Lawrence Powell, a historian at Tulane University, sees the whole world in the life of Ms. Levy. Mr. Powell tells a powerful personal story that is free from the jargon and preoccupations of the academy. He gets personally involved, visiting Ms. Levy’s Polish hometown, tracing the fate of area Jews and describing with great care and insight the emotional journey of survivors after they reached the United States. Speaking out about the Holocaust came late to Ms. Levy: after Eichmann’s capture and after meeting others in large, organized gatherings. Unlike other survivor biographies, “Troubled Memory” merges Ms. Levy’s story directly into an account of a contemporary battle against racism and anti-Semitism.

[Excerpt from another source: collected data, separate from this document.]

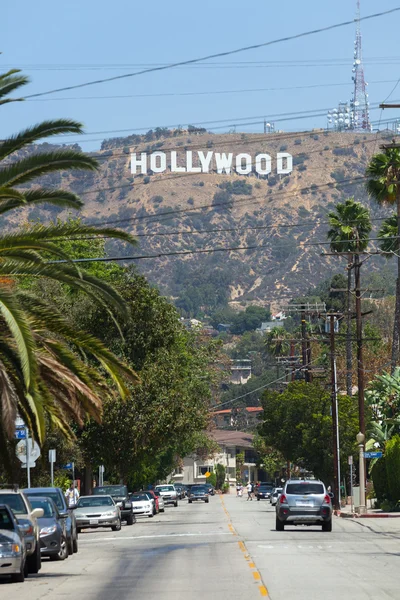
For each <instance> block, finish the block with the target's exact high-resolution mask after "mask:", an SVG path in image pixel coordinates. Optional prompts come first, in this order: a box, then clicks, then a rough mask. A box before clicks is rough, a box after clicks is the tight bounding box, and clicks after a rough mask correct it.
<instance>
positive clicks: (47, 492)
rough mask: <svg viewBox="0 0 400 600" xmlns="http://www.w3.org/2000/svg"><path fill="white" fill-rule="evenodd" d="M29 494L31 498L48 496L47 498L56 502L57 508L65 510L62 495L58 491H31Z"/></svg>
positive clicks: (46, 497)
mask: <svg viewBox="0 0 400 600" xmlns="http://www.w3.org/2000/svg"><path fill="white" fill-rule="evenodd" d="M26 493H28V494H29V498H32V496H46V498H51V499H52V500H53V502H54V504H55V505H56V506H57V508H58V509H59V510H64V503H63V499H62V497H61V494H60V493H59V492H57V490H51V491H49V490H46V491H40V490H39V491H37V492H36V491H32V490H29V492H26Z"/></svg>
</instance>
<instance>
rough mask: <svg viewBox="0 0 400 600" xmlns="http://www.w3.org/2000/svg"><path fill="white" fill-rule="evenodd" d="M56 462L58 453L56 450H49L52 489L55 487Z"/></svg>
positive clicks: (50, 470) (50, 477)
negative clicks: (56, 451) (54, 476)
mask: <svg viewBox="0 0 400 600" xmlns="http://www.w3.org/2000/svg"><path fill="white" fill-rule="evenodd" d="M55 462H56V451H55V450H54V449H53V450H49V463H50V479H51V487H54V463H55Z"/></svg>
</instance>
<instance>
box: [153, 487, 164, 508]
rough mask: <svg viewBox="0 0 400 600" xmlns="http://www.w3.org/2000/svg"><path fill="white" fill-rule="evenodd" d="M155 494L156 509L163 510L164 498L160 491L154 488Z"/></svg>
mask: <svg viewBox="0 0 400 600" xmlns="http://www.w3.org/2000/svg"><path fill="white" fill-rule="evenodd" d="M154 493H155V495H156V496H157V498H158V509H159V511H160V512H165V502H164V498H163V497H162V496H161V493H160V492H159V491H158V490H154Z"/></svg>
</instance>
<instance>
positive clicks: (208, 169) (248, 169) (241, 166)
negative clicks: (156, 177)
mask: <svg viewBox="0 0 400 600" xmlns="http://www.w3.org/2000/svg"><path fill="white" fill-rule="evenodd" d="M183 163H184V164H183ZM167 168H168V170H170V171H171V172H172V173H209V172H210V171H212V170H216V172H217V173H219V174H222V173H227V174H228V175H229V174H230V173H231V172H232V171H235V172H236V173H238V174H239V175H249V174H250V173H252V172H253V171H255V172H256V173H258V174H259V175H269V174H270V173H271V171H272V159H271V156H270V155H269V154H256V155H255V157H254V160H253V157H252V156H251V154H246V153H241V154H236V155H233V153H232V152H229V153H225V152H222V153H221V152H212V151H210V152H202V151H198V152H192V151H191V150H188V151H187V152H186V155H185V156H184V157H182V153H178V152H176V151H174V150H172V151H171V152H170V153H169V161H168V166H167V153H166V152H153V153H152V154H150V155H148V154H147V153H146V152H141V153H140V154H137V153H136V152H133V153H132V154H131V173H132V175H136V174H137V173H138V172H139V173H141V174H142V175H146V174H147V172H148V170H149V169H150V170H151V171H153V173H164V171H166V170H167ZM292 171H293V156H292V155H291V154H288V153H287V152H278V154H277V155H276V172H277V174H278V175H287V174H288V173H291V172H292Z"/></svg>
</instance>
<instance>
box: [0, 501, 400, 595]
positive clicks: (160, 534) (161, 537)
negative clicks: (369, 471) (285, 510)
mask: <svg viewBox="0 0 400 600" xmlns="http://www.w3.org/2000/svg"><path fill="white" fill-rule="evenodd" d="M399 542H400V519H368V520H363V521H362V522H361V521H360V520H357V521H353V520H351V521H350V520H345V519H339V518H335V520H334V528H333V532H332V533H322V532H321V530H320V528H310V527H309V528H287V529H286V530H285V531H284V532H276V531H275V515H274V510H273V508H272V507H271V506H270V504H269V502H266V501H261V502H256V501H252V502H247V501H246V499H245V498H236V497H235V496H223V497H222V496H221V497H218V496H215V497H213V498H211V499H210V503H209V504H203V503H193V504H192V505H188V504H187V502H186V501H181V502H180V504H179V506H178V508H174V507H167V508H166V512H165V514H164V515H159V516H157V517H154V518H153V519H149V518H141V519H138V522H137V523H136V524H135V525H133V526H131V527H127V526H123V528H122V531H121V532H116V533H114V532H111V531H109V530H97V531H96V530H93V531H89V530H87V531H84V532H83V533H82V534H81V535H80V537H79V545H80V546H79V553H78V554H77V555H74V556H73V557H70V558H69V559H68V560H66V561H64V562H61V563H54V562H51V563H50V562H48V561H43V568H42V570H41V572H40V573H39V574H38V575H36V576H29V578H28V579H27V580H26V581H25V583H24V584H9V583H5V582H2V583H0V600H3V599H4V600H6V599H7V600H9V599H10V598H14V597H24V598H27V599H28V600H45V599H46V600H50V599H51V600H65V599H67V598H68V597H73V598H74V599H76V598H84V599H85V600H94V599H96V600H114V599H115V600H125V599H131V598H140V600H150V599H151V600H155V599H156V598H160V597H162V598H163V600H172V599H173V600H183V599H184V600H194V599H196V600H197V599H199V598H204V599H205V600H214V599H215V600H217V599H218V600H221V599H222V600H236V599H238V598H241V599H242V598H247V599H253V598H261V597H270V598H271V599H272V600H283V599H284V600H288V599H290V600H292V599H293V600H294V599H295V600H329V599H331V598H332V599H333V598H335V600H337V599H338V598H346V599H347V598H348V599H349V600H350V599H351V600H366V599H370V598H371V599H372V598H373V599H376V598H378V597H379V598H380V600H386V599H389V598H390V599H396V600H398V599H399V598H400V569H399V565H398V563H399V557H400V543H399Z"/></svg>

Ms. Levy’s statehouse confrontation with Mr. Duke becomes one moment in the larger battle to unseat Duke the politician, and racism and anti-Semitism in Louisiana. Here Mr. Powell was more participant than observer, being among the first to organize opposition to Mr. Duke’s campaigns. Remember, Mr. Duke ran for the U.S. Senate in 1990 and Louisiana governor in 1991. Although he lost both elections, he won a majority of white votes each time. Despite the opinions of the majority of their neighbors, in this battle Jews were neither equivocal nor self-contradictory. These Southern Jews did not accede to the mores of “whiteness.” Instead, they joined the political action campaign that finally brought an end to Mr. Duke’s career as a “legitimate” politician.
Perhaps the past is really past. If Klan killers can finally be brought to justice in Alabama and Mississippi, maybe it is time for history to be history. All three of these titles make a contribution that we cannot ignore.